Bedacht beugte sich Emma vor, strich eine schwarze Strähne zur Seite und küsste Reginas Hals. Als Emma sich leicht aufrichtete erkannte sie das Zucken ihrer Mundwinkel. Da schlief wohl jemand doch nicht so wie erwartet.
 

»Wie spät?«, fragte Regina leise ohne ihre Augen zu öffnen.
 

»Wir haben alle Zeit der Welt«, raunte Emma gegen den Nacken ihrer Frau und lächelte. Sie war wunschlos glücklich, denn ihr Leben schien vollkommen.
 


 


 

Emma Swan hatte ein altbewährtes Muster angewandt – Flucht. Wie in den vielen Jahren vor Henrys Geburt hatte sie alles stehen und liegen gelassen; Emma hatte jegliche Verbindung gekappt und war aus der Stadt verschwunden. Neue Luft zum Atmen hatte sie gebraucht, aber wo sie auch war, nie trat die gewünschte Besserung ein.

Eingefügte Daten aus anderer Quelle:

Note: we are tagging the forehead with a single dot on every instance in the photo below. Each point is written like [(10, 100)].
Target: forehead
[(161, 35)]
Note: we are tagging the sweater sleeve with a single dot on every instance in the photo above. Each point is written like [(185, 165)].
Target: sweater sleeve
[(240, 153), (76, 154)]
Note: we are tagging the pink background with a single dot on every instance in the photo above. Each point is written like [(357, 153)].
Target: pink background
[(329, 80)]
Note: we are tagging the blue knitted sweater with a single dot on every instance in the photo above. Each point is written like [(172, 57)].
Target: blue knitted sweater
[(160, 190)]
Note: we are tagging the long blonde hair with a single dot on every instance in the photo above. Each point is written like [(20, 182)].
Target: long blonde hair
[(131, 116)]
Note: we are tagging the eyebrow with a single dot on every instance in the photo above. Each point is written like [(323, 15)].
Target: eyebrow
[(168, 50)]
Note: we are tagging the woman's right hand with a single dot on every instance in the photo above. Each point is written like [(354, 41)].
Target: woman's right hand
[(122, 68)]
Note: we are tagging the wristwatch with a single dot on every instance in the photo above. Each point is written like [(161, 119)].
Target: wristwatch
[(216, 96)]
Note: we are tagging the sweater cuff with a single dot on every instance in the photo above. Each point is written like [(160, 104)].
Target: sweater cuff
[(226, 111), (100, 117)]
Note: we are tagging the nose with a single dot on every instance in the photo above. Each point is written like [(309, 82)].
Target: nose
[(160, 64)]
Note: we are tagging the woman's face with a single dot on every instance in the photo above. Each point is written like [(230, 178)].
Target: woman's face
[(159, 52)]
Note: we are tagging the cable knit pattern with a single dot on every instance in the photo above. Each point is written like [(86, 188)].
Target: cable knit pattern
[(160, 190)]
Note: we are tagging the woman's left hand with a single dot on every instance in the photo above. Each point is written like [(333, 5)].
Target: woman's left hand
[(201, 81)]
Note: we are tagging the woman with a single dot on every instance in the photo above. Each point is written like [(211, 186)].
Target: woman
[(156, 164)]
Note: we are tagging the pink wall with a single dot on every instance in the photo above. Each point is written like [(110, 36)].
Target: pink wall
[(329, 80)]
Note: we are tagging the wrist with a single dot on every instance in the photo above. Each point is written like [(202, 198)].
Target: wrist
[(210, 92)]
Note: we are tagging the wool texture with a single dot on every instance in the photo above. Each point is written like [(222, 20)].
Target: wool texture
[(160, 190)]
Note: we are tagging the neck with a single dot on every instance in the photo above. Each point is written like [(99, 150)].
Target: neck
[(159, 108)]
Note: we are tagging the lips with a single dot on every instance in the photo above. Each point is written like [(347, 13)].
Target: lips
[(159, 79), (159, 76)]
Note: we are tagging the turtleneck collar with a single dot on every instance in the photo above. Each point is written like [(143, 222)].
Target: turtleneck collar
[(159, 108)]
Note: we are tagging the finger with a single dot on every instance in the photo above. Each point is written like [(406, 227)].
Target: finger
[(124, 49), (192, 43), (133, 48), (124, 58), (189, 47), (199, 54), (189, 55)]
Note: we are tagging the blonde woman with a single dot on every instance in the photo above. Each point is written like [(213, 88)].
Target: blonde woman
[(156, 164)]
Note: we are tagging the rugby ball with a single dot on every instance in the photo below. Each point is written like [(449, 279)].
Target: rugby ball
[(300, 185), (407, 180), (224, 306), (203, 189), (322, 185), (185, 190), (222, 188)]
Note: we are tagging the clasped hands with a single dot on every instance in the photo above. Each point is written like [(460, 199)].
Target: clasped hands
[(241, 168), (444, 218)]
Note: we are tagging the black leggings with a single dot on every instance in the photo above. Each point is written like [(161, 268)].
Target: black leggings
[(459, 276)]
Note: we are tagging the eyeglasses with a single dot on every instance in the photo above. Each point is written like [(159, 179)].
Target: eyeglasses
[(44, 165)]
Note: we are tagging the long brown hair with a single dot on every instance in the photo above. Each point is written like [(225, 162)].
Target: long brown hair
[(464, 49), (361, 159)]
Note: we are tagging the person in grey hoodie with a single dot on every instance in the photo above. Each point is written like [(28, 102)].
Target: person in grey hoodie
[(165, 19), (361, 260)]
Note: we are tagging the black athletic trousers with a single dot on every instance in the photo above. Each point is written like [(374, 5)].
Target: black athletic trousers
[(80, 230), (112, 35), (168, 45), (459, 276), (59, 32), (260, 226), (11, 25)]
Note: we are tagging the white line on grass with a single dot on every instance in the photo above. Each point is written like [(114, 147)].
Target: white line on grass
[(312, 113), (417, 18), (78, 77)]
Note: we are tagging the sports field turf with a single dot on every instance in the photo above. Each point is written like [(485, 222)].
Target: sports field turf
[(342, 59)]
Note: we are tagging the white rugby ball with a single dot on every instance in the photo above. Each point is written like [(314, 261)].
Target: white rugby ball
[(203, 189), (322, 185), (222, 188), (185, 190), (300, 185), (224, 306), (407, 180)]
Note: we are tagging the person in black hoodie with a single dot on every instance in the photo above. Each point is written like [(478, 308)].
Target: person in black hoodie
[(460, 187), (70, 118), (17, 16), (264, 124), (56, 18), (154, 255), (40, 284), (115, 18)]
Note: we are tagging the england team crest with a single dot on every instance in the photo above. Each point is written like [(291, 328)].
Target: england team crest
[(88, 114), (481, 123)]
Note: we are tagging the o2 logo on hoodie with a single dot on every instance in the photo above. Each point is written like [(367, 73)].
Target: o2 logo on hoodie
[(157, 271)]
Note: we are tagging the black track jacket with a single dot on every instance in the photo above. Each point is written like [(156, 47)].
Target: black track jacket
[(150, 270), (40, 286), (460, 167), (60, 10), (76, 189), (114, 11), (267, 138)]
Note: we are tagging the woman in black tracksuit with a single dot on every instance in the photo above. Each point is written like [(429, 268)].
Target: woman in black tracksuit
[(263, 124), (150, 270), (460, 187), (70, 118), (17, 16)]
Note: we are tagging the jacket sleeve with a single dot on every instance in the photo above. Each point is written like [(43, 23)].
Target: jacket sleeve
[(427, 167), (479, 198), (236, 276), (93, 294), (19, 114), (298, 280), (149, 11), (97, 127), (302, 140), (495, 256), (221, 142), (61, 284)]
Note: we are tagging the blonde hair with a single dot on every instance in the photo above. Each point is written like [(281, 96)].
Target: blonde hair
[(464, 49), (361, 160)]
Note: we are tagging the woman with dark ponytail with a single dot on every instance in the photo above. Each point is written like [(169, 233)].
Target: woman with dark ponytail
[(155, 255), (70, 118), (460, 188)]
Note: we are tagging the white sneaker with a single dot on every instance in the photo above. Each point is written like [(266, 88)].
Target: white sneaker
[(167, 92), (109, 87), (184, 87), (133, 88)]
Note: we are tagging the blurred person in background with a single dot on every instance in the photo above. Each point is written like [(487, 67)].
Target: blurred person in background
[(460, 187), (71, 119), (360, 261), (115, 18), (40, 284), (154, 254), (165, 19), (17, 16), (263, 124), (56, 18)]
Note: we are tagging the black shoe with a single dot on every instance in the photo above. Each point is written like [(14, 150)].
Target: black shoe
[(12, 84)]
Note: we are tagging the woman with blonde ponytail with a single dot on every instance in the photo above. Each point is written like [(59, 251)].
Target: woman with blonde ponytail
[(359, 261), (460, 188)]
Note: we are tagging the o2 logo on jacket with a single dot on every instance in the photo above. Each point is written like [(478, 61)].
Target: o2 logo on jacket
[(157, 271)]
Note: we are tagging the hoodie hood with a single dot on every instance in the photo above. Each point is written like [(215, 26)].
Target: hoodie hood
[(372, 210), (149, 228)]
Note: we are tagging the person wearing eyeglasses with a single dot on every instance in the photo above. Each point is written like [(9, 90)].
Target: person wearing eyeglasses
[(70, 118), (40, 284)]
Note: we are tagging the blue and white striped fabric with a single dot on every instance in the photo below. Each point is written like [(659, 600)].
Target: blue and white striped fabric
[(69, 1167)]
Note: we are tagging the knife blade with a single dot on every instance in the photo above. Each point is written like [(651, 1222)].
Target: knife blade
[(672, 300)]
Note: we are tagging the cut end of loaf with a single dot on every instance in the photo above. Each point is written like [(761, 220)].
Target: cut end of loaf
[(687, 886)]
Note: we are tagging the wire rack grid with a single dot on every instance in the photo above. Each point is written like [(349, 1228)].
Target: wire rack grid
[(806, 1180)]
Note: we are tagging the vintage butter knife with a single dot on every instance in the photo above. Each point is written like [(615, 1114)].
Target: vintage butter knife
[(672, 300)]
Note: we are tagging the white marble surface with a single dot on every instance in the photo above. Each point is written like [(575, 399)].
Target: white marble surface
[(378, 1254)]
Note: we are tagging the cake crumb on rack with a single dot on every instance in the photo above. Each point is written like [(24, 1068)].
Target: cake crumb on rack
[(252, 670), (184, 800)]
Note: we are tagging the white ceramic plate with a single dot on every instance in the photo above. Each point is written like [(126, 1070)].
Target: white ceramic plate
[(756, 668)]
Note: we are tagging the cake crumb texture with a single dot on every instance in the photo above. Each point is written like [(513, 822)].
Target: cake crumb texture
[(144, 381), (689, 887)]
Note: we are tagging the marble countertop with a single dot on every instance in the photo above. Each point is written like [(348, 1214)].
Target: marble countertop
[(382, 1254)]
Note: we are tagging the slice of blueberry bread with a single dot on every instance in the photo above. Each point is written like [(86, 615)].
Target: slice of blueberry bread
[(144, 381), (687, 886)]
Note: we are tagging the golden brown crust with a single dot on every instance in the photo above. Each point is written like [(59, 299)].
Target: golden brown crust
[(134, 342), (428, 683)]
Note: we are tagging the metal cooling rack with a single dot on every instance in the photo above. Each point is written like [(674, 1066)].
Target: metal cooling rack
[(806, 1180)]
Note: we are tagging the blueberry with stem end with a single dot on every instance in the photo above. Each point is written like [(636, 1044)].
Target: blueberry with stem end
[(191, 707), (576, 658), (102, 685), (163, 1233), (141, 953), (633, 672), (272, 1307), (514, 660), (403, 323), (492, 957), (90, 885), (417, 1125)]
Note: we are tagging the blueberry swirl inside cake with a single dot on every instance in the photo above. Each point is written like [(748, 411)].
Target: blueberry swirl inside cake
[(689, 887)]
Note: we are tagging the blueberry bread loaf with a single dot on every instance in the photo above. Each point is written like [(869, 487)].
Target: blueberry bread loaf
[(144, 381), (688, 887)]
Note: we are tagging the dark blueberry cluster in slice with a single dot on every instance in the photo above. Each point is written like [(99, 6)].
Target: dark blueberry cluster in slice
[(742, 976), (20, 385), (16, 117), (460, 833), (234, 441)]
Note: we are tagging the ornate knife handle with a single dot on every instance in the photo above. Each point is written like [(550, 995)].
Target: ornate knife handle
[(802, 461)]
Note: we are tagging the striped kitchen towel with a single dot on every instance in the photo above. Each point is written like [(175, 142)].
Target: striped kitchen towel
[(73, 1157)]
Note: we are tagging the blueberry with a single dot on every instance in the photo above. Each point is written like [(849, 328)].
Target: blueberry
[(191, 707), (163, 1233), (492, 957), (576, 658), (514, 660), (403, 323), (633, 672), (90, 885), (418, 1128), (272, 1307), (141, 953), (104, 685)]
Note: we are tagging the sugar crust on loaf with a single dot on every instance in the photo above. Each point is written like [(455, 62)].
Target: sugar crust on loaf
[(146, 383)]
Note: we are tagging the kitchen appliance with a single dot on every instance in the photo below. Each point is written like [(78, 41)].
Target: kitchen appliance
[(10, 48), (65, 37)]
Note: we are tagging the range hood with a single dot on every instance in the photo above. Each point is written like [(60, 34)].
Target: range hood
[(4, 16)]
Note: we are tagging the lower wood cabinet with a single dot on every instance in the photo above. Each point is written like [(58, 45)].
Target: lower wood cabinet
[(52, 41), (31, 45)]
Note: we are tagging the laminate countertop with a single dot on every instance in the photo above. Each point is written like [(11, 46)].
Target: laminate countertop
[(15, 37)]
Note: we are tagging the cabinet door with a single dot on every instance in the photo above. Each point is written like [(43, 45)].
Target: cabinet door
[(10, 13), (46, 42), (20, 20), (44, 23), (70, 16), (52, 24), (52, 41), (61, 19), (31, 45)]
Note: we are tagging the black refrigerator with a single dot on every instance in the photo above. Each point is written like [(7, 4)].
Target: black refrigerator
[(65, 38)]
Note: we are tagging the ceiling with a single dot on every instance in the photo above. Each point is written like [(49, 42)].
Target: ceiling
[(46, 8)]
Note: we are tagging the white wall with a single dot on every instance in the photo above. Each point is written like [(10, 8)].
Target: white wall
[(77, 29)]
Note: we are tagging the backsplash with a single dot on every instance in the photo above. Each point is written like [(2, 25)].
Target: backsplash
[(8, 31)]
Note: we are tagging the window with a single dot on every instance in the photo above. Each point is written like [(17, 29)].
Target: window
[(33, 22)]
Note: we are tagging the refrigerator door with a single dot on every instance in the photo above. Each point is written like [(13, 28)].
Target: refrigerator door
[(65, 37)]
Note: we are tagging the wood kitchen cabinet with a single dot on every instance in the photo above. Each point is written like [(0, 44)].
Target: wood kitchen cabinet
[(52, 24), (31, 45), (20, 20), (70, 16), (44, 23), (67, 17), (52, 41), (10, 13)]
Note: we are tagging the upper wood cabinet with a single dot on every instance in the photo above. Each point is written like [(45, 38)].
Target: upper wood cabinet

Quer durch die Staaten war sie gefahren bis sie sich eingestand, dass das keinen Sinn ergab. Ein ewiges Fortlaufen änderte nichts; stattdessen musste sich Emma endgültig ihren inneren Dämonen stellen. Deshalb war sie zurückgekehrt. In das kleine und ruhige Städtchen mit dem sie viele Erinnerungen verband; doch all die positiven waren von einem dunklen Schatten eingehüllt.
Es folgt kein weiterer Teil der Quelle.